November 17, 2016

Gig Work, Online Selling and Home Sharing

1. Introduction

Recent advances in technology have greatly expanded and simplified the ways in which people can work and make money. Craftspeople and artisans can use sites like Etsy to sell their wares; homeowners can use home-sharing platforms to earn money renting their properties to others on a short-term basis; workers are able to make money from their time, expertise or energy using a variety of on-demand services and digital task marketplaces.

Together, these various services operate at the intersection of two major social trends. The first is the emergence of online platforms that facilitate direct transactions between consumers and providers. The second is the growing prevalence of temporary, part time and contingent employment. Put simply, these services allow people to work or otherwise make money at the time of their choosing, using whatever resources they have available, and with the digital services themselves handling issues such as customer matching and payment resolution.

Despite outward similarities in how these services look and operate, they encompass a wide range of behaviors and characteristics. A young professional who occasionally supplements her income by renting out her apartment on Airbnb is much different from a single mother who works for a ride-hailing service in between child care obligations. And each of these examples is in turn vastly different from sites like Upwork that connect businesses with highly specialized freelance workers.

Ultimately, there is no universally accepted definition of the range of activities that fall into the “gig economy” or for who should be counted as a “gig worker.” As a result, research on this subject has produced a wide range of estimates for how many people are using digital platforms to work or otherwise earn money:

  • A 2015 survey by Lawrence Katz and Alan Krueger found that nearly 16% of all workers are engaged in “alternate work arrangements” of one kind or another (such as temporary, contract or freelance work) and that those who provide services through “online intermediaries” (such as Uber or TaskRabbit) account for 0.5% of the total workforce.
  • More recently, a 2016 study by the McKinsey Global Institute estimated that 20%-30% of the working age population in the U.S. and Europe engage in in some type of independent work and that 15% of these independent workers have utilized digital platforms to find jobs.
  • A 2016 study by the Freelancers Union and Upwork estimated that 55 million Americans engage in some type of freelance work and that 54% of these workers have been paid for projects that they found and completed online.
  • A JPMorgan Chase analysis of its checking account customers conducted in late 2015 estimated that 1% actively earn income from some type of online platform in a given month and that 4% had participated in one of these platforms over a three-year period.
  • A survey of independent workers by the consulting firm MBO Partners found that 9% of these workers (totaling around 2.7 million people) use “on-demand platforms” to connect with job opportunities.

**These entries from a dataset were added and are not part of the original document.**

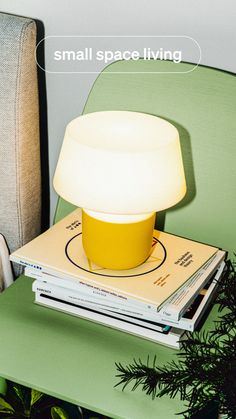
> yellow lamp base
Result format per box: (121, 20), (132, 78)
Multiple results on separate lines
(82, 210), (156, 270)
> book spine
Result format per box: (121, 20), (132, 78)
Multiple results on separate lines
(35, 293), (183, 349)
(158, 251), (225, 321)
(32, 280), (158, 322)
(25, 268), (157, 315)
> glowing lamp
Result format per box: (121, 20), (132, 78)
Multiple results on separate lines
(54, 111), (186, 269)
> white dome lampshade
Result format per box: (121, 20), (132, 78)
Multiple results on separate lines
(53, 111), (186, 269)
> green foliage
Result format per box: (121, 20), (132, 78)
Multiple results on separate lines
(51, 406), (69, 419)
(0, 381), (69, 419)
(116, 261), (236, 419)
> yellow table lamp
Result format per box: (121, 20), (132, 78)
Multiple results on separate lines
(53, 111), (186, 270)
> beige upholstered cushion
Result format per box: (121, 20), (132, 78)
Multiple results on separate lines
(0, 13), (41, 274)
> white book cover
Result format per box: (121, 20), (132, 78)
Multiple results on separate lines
(25, 250), (225, 321)
(11, 209), (218, 308)
(32, 262), (225, 331)
(35, 293), (184, 349)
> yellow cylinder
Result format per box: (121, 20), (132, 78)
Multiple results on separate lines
(82, 210), (156, 270)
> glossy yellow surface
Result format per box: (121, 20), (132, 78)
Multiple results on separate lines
(82, 211), (156, 269)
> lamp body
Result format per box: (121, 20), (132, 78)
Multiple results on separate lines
(82, 210), (156, 270)
(53, 111), (186, 269)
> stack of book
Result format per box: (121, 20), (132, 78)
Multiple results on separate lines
(10, 209), (225, 348)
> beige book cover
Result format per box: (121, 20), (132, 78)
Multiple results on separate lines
(10, 209), (218, 308)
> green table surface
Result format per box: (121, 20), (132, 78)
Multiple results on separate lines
(0, 276), (219, 419)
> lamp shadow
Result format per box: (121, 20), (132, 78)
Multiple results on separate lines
(155, 115), (196, 230)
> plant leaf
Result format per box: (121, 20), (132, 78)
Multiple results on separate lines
(30, 388), (44, 406)
(51, 406), (69, 419)
(0, 397), (15, 413)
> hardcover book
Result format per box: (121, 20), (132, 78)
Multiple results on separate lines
(10, 209), (218, 309)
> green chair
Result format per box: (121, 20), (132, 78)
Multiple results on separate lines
(55, 60), (236, 255)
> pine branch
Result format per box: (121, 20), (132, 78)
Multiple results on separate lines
(116, 261), (236, 419)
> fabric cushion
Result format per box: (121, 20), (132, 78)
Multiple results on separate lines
(0, 13), (41, 275)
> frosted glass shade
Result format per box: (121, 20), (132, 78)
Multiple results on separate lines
(54, 111), (186, 214)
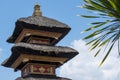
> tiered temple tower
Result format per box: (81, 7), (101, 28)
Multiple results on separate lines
(2, 4), (78, 80)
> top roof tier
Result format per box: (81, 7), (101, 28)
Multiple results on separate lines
(7, 4), (71, 45)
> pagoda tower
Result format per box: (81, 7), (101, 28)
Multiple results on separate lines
(2, 4), (78, 80)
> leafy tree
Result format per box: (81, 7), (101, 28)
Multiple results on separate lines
(81, 0), (120, 66)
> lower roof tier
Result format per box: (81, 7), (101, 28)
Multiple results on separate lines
(2, 43), (78, 69)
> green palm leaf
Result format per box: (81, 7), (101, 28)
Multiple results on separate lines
(82, 0), (120, 66)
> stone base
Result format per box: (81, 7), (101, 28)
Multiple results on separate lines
(16, 77), (71, 80)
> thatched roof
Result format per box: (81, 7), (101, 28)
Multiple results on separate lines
(7, 16), (71, 44)
(2, 43), (78, 67)
(18, 16), (69, 28)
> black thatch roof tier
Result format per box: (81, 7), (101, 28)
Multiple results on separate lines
(7, 16), (71, 44)
(2, 43), (78, 67)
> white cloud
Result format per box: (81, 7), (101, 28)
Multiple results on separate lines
(59, 40), (120, 80)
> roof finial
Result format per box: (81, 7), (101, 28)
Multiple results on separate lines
(33, 3), (42, 16)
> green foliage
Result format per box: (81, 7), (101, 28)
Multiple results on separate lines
(81, 0), (120, 66)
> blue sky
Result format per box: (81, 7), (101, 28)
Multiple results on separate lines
(0, 0), (120, 80)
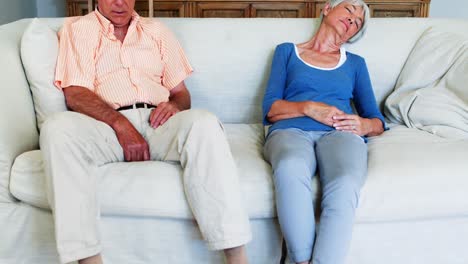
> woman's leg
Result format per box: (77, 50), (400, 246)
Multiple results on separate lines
(312, 131), (367, 264)
(264, 129), (316, 262)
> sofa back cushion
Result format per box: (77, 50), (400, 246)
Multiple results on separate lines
(21, 18), (67, 130)
(23, 18), (468, 123)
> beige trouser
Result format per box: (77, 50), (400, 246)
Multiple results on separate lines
(40, 108), (251, 263)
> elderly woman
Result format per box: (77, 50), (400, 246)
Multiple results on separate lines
(263, 0), (385, 264)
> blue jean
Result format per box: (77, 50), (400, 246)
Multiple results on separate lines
(264, 128), (367, 264)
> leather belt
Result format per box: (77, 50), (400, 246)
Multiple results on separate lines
(117, 103), (156, 111)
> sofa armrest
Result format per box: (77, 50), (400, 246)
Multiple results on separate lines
(0, 19), (39, 202)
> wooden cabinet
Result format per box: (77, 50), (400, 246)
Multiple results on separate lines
(66, 0), (431, 18)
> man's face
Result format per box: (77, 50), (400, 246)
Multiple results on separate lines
(98, 0), (135, 27)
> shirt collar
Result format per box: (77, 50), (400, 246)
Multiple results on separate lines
(94, 8), (140, 39)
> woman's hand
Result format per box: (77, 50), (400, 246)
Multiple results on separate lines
(304, 102), (344, 126)
(333, 114), (384, 136)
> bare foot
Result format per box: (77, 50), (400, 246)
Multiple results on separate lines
(224, 246), (248, 264)
(78, 254), (103, 264)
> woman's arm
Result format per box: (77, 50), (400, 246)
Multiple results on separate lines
(344, 57), (385, 136)
(267, 100), (344, 126)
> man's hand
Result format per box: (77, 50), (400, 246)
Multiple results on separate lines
(63, 86), (150, 161)
(304, 102), (344, 126)
(149, 101), (180, 128)
(149, 81), (190, 128)
(115, 119), (150, 161)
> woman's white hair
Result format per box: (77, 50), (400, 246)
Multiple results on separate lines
(320, 0), (370, 43)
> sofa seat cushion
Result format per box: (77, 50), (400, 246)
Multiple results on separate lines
(10, 124), (468, 222)
(10, 124), (276, 219)
(357, 126), (468, 221)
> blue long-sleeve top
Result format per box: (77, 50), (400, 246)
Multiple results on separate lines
(263, 43), (385, 136)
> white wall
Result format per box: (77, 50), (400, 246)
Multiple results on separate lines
(0, 0), (36, 25)
(429, 0), (468, 19)
(35, 0), (66, 17)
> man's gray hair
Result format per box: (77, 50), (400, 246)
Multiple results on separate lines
(320, 0), (370, 43)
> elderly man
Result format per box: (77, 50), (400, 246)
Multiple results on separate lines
(40, 0), (251, 263)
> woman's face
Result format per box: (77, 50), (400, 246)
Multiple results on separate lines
(323, 1), (364, 42)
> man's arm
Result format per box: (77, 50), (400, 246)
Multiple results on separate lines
(63, 86), (150, 161)
(149, 81), (191, 128)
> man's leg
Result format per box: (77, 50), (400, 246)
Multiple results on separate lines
(40, 112), (123, 263)
(144, 110), (251, 263)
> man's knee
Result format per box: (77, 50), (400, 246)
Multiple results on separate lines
(183, 109), (222, 131)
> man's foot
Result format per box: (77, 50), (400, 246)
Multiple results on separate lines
(78, 254), (103, 264)
(224, 246), (248, 264)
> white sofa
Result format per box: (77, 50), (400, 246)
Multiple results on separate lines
(0, 18), (468, 264)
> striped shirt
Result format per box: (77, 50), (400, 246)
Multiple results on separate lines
(55, 10), (193, 109)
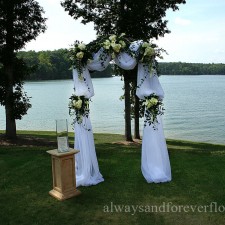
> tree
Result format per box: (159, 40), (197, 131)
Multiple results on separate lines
(0, 0), (46, 138)
(61, 0), (185, 141)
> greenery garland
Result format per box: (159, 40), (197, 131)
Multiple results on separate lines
(143, 93), (165, 130)
(69, 33), (165, 80)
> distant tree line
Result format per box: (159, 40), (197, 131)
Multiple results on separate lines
(159, 62), (225, 75)
(17, 49), (112, 80)
(17, 49), (225, 80)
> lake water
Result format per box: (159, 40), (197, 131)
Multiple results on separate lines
(0, 75), (225, 144)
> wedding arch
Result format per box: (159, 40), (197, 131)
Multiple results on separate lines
(69, 34), (171, 186)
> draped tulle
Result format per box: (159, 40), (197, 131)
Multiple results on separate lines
(73, 68), (104, 186)
(74, 117), (104, 187)
(73, 41), (171, 186)
(136, 64), (171, 183)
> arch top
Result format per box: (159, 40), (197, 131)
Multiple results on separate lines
(69, 33), (163, 79)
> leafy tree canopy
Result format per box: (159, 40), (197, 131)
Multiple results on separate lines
(61, 0), (186, 40)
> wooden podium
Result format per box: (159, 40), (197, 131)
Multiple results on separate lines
(47, 148), (81, 200)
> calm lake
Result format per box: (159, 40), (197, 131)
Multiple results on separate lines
(0, 75), (225, 144)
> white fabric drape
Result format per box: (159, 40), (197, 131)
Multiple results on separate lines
(73, 68), (104, 187)
(87, 48), (111, 71)
(73, 67), (94, 98)
(136, 64), (171, 183)
(73, 41), (171, 186)
(74, 117), (104, 187)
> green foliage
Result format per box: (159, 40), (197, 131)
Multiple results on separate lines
(158, 62), (225, 75)
(61, 0), (185, 40)
(17, 49), (112, 80)
(0, 0), (46, 126)
(0, 58), (32, 119)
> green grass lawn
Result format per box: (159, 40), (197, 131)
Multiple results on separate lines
(0, 132), (225, 225)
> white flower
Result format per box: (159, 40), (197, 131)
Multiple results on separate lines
(120, 33), (126, 37)
(150, 97), (158, 105)
(142, 42), (149, 48)
(76, 52), (84, 59)
(73, 99), (82, 109)
(144, 97), (158, 109)
(109, 34), (116, 42)
(103, 40), (111, 49)
(78, 43), (86, 50)
(144, 47), (155, 56)
(111, 52), (116, 59)
(112, 44), (121, 53)
(119, 40), (126, 48)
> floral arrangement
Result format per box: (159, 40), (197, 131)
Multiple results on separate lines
(69, 41), (92, 80)
(69, 94), (89, 124)
(101, 33), (130, 59)
(143, 93), (165, 130)
(138, 42), (156, 64)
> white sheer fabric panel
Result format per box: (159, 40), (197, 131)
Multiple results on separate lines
(114, 52), (137, 70)
(114, 41), (142, 70)
(73, 67), (94, 98)
(73, 67), (104, 186)
(136, 64), (171, 183)
(74, 117), (104, 187)
(136, 63), (164, 99)
(87, 48), (111, 71)
(141, 116), (171, 183)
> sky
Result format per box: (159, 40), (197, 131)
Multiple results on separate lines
(23, 0), (225, 63)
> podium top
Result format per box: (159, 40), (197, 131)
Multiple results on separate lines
(47, 148), (79, 157)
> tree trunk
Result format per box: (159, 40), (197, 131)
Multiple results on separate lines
(5, 68), (16, 139)
(3, 2), (16, 139)
(124, 72), (133, 141)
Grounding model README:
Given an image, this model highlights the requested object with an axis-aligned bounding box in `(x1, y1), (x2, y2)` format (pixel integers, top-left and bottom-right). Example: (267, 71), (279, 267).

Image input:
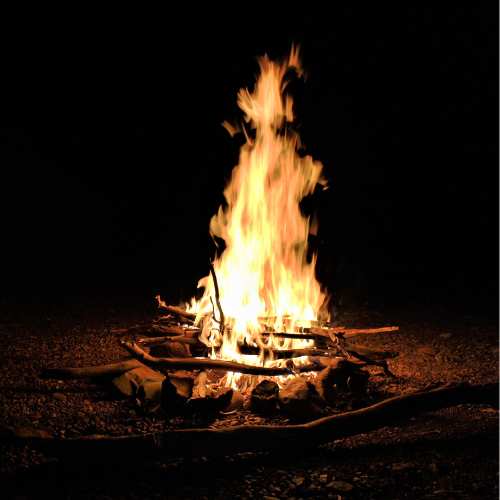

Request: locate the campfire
(31, 47), (497, 456)
(116, 47), (395, 406)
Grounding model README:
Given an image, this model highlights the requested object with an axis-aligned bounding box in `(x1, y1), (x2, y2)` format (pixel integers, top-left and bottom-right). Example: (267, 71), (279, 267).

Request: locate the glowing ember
(190, 47), (325, 386)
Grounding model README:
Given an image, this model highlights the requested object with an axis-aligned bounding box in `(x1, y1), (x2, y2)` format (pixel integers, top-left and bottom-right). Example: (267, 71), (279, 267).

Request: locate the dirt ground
(0, 293), (499, 500)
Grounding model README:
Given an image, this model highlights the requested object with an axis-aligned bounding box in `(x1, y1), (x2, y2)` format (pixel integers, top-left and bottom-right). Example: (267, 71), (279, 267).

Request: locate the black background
(1, 1), (498, 307)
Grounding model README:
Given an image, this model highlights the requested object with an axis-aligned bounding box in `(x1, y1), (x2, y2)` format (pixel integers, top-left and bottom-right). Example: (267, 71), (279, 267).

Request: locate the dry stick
(39, 359), (143, 380)
(156, 295), (196, 323)
(208, 260), (226, 337)
(260, 332), (337, 346)
(25, 382), (499, 460)
(338, 326), (399, 338)
(138, 335), (203, 347)
(120, 342), (323, 377)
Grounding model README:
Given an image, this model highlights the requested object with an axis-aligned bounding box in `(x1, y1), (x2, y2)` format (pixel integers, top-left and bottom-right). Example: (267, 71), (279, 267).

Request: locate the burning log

Several federal agencies have also taken steps to define and track these emerging modes of work and economic activity. The Bureau of Labor Statistics has been tracking “contingent and alternative work arrangements” for a number of years (most recently in 2005) and will be including supplementary questions designed to capture technology-enabled “gig work” in its May 2017 survey. And a recent U.S. Department of Commerce report proposed a new definition for what it refers to as “digital matching services.” These services are defined as those that 1) facilitate peer-to-peer transactions using online platforms or mobile apps; 2) utilize user-based rating systems; 3) offer workers flexibility in determining their hours; and 4) place responsibility on workers to provide whatever tools or assets are necessary to accomplish their work.

Against the backdrop of this existing research, Pew Research Center conducted a nationally representative survey that explores three ways that people might utilize online platforms to work or otherwise earn money. The first of these is technology-enabled “gig work.” For the purposes of this report, someone is considered a technology-enabled gig worker if they earned money in the last year from website or mobile apps that: connect workers directly with people who want to hire them; require workers to create a profile in order to find and accept work assignments; and coordinate payments once the task or job is completed. This definition was adapted from a conceptual framework developed by several researchers conducting ethnographic research on participants in various “crowdworking” platforms.1

In addition to this type of gig work, the survey measured two other ways of earning money via digital platforms: home sharing and online selling. These services allow people to profit from their goods or capital (a home, a physical creation, a used item) rather than their time or labor.

In some respects, the activities and behaviors discussed in this report are defined more broadly than other research that has been conducted on this topic. For example, online gig work and home-sharing each fall under the Commerce Department’s definition of digital matching firms, but online selling does not. Moreover, the survey was designed to establish broad estimates for the share of Americans who have engaged in each of these money-earning behaviors in the recent past – regardless of the intensity or regularity with which they do so.

In other ways, this study takes a more narrow view. For instance, technology-enabled gig work as defined in this report is but one small component of the broader world of contingent or contract labor as studied by researchers like Katz and Krueger, and it is beyond the scope of this particular study to document that broader universe.

  1. See The Crowd is a Collaborative Network, M. L. Gray, S. Suri, S. S. Ali, and D. Kulkarni, Computer-Supported Cooperative Work and Social Computing (CSCW) 2016.